Prefab Sprout’s “When Love Breaks Down,” a synth-washed, melancholic Top 30 finisher in the UK, should have been a big hit in MTV-era America. Instead, after its release as part of Steve McQueen in June 1985, this Thomas Dolby-produced single never charted stateside.

The album disappeared, too. Probably because Steve McQueen was filled with songs like “Bonny” and “Appetite” that shared the same shimmeringly dark context for Paddy McAloon’s impeccably crafted lyrics. There was a deeper complexity elsewhere, however, as Prefab Sprout skipped through everything from soaring anthems (“Moving the River”) to Faron Young (a cover of his country gem “He’ll Have to Go”).

So, what happened? McAloon was operating at a very distant remove, Thomas Dolby tells us, in an exclusive Something Else! Sitdown. “He is just one of those people who doesn’t like to go around, a problem that the band shared with XTC,” Dolby says of Paddy McAloon. “In order to crack in the U.S., you have to be willing to tour. That was just something you had to do.”

“When Love Breaks Down” was later covered by artists as diverse as the Zombies and Lisa Stansfield, even as Steve McQueen — renamed Two Wheels Good in America, after a dispute with McQueen’s estate — continued to impact its famous producer. “‘Nothing New Under The Sun’ (the opening track from Dolby’s most recent album, A Map of the Floating City) sounds a lot like the Spouts, in some ways,” their famous former producer adds.

In fact, Prefab Sprout’s Paddy McAloon remains a key confidant. “We’ve influenced each other a lot, not only when we were working together, but ongoing,” Dolby tells us. “I talk to him maybe twice a year. We hold each other in very high esteem. When I’m working, I might think: ‘What would Paddy do here?'”

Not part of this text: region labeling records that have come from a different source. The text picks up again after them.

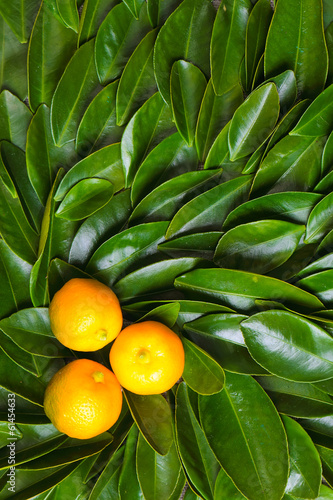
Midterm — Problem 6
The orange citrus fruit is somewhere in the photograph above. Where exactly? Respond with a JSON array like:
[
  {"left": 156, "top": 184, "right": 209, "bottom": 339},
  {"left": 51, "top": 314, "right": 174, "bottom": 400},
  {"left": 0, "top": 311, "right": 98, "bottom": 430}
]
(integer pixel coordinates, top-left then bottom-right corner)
[
  {"left": 49, "top": 278, "right": 123, "bottom": 351},
  {"left": 44, "top": 359, "right": 122, "bottom": 439},
  {"left": 110, "top": 321, "right": 185, "bottom": 394}
]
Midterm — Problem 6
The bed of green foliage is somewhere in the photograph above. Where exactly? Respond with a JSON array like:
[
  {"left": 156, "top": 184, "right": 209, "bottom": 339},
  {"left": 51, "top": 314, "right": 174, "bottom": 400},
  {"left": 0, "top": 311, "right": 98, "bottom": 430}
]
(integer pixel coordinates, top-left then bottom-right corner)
[{"left": 0, "top": 0, "right": 333, "bottom": 500}]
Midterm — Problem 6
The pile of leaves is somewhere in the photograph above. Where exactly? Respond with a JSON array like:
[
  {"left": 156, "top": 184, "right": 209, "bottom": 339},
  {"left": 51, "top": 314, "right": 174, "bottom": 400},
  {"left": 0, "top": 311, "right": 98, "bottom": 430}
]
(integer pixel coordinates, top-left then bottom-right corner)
[{"left": 0, "top": 0, "right": 333, "bottom": 500}]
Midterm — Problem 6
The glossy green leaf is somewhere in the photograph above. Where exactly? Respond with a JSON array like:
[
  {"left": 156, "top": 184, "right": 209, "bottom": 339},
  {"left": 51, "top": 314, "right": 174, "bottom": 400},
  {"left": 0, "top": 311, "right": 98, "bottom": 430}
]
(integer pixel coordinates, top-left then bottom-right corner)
[
  {"left": 54, "top": 143, "right": 124, "bottom": 201},
  {"left": 154, "top": 0, "right": 215, "bottom": 103},
  {"left": 124, "top": 391, "right": 173, "bottom": 455},
  {"left": 95, "top": 2, "right": 151, "bottom": 85},
  {"left": 69, "top": 190, "right": 131, "bottom": 266},
  {"left": 118, "top": 426, "right": 144, "bottom": 500},
  {"left": 114, "top": 257, "right": 201, "bottom": 302},
  {"left": 131, "top": 132, "right": 198, "bottom": 205},
  {"left": 136, "top": 435, "right": 181, "bottom": 500},
  {"left": 306, "top": 193, "right": 333, "bottom": 243},
  {"left": 55, "top": 0, "right": 79, "bottom": 33},
  {"left": 130, "top": 170, "right": 221, "bottom": 224},
  {"left": 86, "top": 222, "right": 168, "bottom": 286},
  {"left": 175, "top": 269, "right": 322, "bottom": 311},
  {"left": 51, "top": 40, "right": 98, "bottom": 147},
  {"left": 180, "top": 338, "right": 224, "bottom": 395},
  {"left": 228, "top": 83, "right": 280, "bottom": 161},
  {"left": 170, "top": 61, "right": 207, "bottom": 146},
  {"left": 176, "top": 383, "right": 220, "bottom": 499},
  {"left": 282, "top": 416, "right": 321, "bottom": 498},
  {"left": 214, "top": 219, "right": 305, "bottom": 274},
  {"left": 79, "top": 0, "right": 119, "bottom": 45},
  {"left": 184, "top": 309, "right": 265, "bottom": 375},
  {"left": 253, "top": 135, "right": 325, "bottom": 196},
  {"left": 121, "top": 92, "right": 176, "bottom": 187},
  {"left": 241, "top": 311, "right": 333, "bottom": 382},
  {"left": 210, "top": 0, "right": 252, "bottom": 95},
  {"left": 166, "top": 176, "right": 252, "bottom": 239},
  {"left": 245, "top": 0, "right": 273, "bottom": 89},
  {"left": 195, "top": 79, "right": 243, "bottom": 161},
  {"left": 223, "top": 192, "right": 321, "bottom": 229},
  {"left": 265, "top": 0, "right": 328, "bottom": 98},
  {"left": 55, "top": 178, "right": 114, "bottom": 220},
  {"left": 26, "top": 104, "right": 76, "bottom": 205},
  {"left": 0, "top": 16, "right": 28, "bottom": 100},
  {"left": 28, "top": 2, "right": 76, "bottom": 111},
  {"left": 0, "top": 90, "right": 32, "bottom": 150},
  {"left": 0, "top": 0, "right": 40, "bottom": 43},
  {"left": 76, "top": 80, "right": 123, "bottom": 156},
  {"left": 199, "top": 373, "right": 288, "bottom": 500},
  {"left": 117, "top": 29, "right": 157, "bottom": 126}
]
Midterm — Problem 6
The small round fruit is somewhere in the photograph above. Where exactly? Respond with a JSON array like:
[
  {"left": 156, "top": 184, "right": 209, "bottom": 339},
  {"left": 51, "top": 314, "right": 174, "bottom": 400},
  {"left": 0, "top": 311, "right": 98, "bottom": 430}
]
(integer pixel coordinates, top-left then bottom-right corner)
[
  {"left": 44, "top": 359, "right": 122, "bottom": 439},
  {"left": 49, "top": 278, "right": 123, "bottom": 352},
  {"left": 110, "top": 321, "right": 185, "bottom": 394}
]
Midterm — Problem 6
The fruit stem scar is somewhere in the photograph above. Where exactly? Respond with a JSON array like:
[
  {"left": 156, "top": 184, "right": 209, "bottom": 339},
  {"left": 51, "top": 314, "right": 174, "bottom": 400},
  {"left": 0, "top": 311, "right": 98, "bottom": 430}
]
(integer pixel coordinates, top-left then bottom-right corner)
[{"left": 92, "top": 371, "right": 104, "bottom": 382}]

Steve McQueen reached No. 21 on the UK charts, while stalling in the lower reaches of the Billboard 200. Prefab Sprout’s follow up, 1988’s From Langley Park to Memphis, shot to No. 5 in the UK, but didn’t chart at all in America. Prefab Sprout had two more Top 10 UK albums in the 1990s, before the Paddy McAloon-led group returned with a No. 17 UK release in 2013’s Crimson/Red.